Thérèse Lachmann, 1819-1884
No one has ever found an explanation for the paranormal sex appeal of the Second Empire courtesan La Paiva, née Thérèse Lachmann. “Fierce and hawk-like,” she was thick-waisted and grim-visaged without a shred of standard female charm. But she exercised a fatal fascination on nineteenth-century men, becoming the “queen of kept women” and the beloved wife of the richest man in Europe. Her uncanny sexual pull ran deep; like other
belles laides,
she tapped into the primitive wellsprings of the male libido.
Just as her critics charged, she was a “monstrous archetype”—an-other death deity, the carrion-eating she-vulture. Her Neolithic icon, the Bird-Headed Goddess of 6000 B.C., is not meant for calm contemplation. “Ugly, elegant, and remote,” it has the chilling aspect of a thief in a nylon stocking mask: torpedo breasts, a fat phallic neck, and a bullet-shaped face with slit eyes. Yet this eerie creature paradoxically incarnated the “lusts of the flesh”; “desire [was] her charioteer.”
While the she-vulture personified the erotics of death—the link between sex ecstasy and extinction—she also served a host of positive functions. With the ur-goddess’s characteristic ambivalence, she transmuted base metal into gold, epitomized the maternal spirit, and raised men from the dead. The goddess Isis beat the breath of life into her dead husband with her flaring hawk wings. Carrion divinities too could transform themselves; the crows, hawks, and vultures that wheeled over battlefields often assumed the shapes of beautiful young maids.

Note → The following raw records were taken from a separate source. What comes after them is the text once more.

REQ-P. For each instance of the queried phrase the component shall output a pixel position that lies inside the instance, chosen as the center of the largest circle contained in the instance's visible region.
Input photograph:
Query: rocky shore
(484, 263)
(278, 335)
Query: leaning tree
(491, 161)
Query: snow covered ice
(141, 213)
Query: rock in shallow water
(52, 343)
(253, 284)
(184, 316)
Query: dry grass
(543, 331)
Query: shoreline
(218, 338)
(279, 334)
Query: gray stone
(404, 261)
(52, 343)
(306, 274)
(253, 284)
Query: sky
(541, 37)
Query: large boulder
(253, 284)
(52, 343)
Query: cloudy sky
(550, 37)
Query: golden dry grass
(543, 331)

La Paiva looked just as forbidding as her mythic noir counterpart. She had jet black hair and a crudely modeled face with a male jawline, froglike eyes, and a thick, bulbous Mongolian nose. She hated dogs, cats, and children, worshiped Mammon, terrorized employees, and bored guests with her vulgar braggadocio. She came almost literally from the gutter, where she was conceived, said enemies, by a witch and a broom handle.
Her parents, poor Jewish weavers, raised her in a squalid Moscow ghetto without education or prospects and married her off at seventeen to a consumptive tailor. After the birth of her first child in 1837, Thérèse broke and ran. She moved to the red-light slums of Paris where thousands of prostitutes scrambled like crabs in a bucket for survival. Without entry-level looks, she faced certain ruin. Thérèse, however, believed in the spoon-bending power of will. She spent three years locked in concentration in her garret, willing her success into being. “All of my wishes,” she said, came “to heel, like tame dogs.”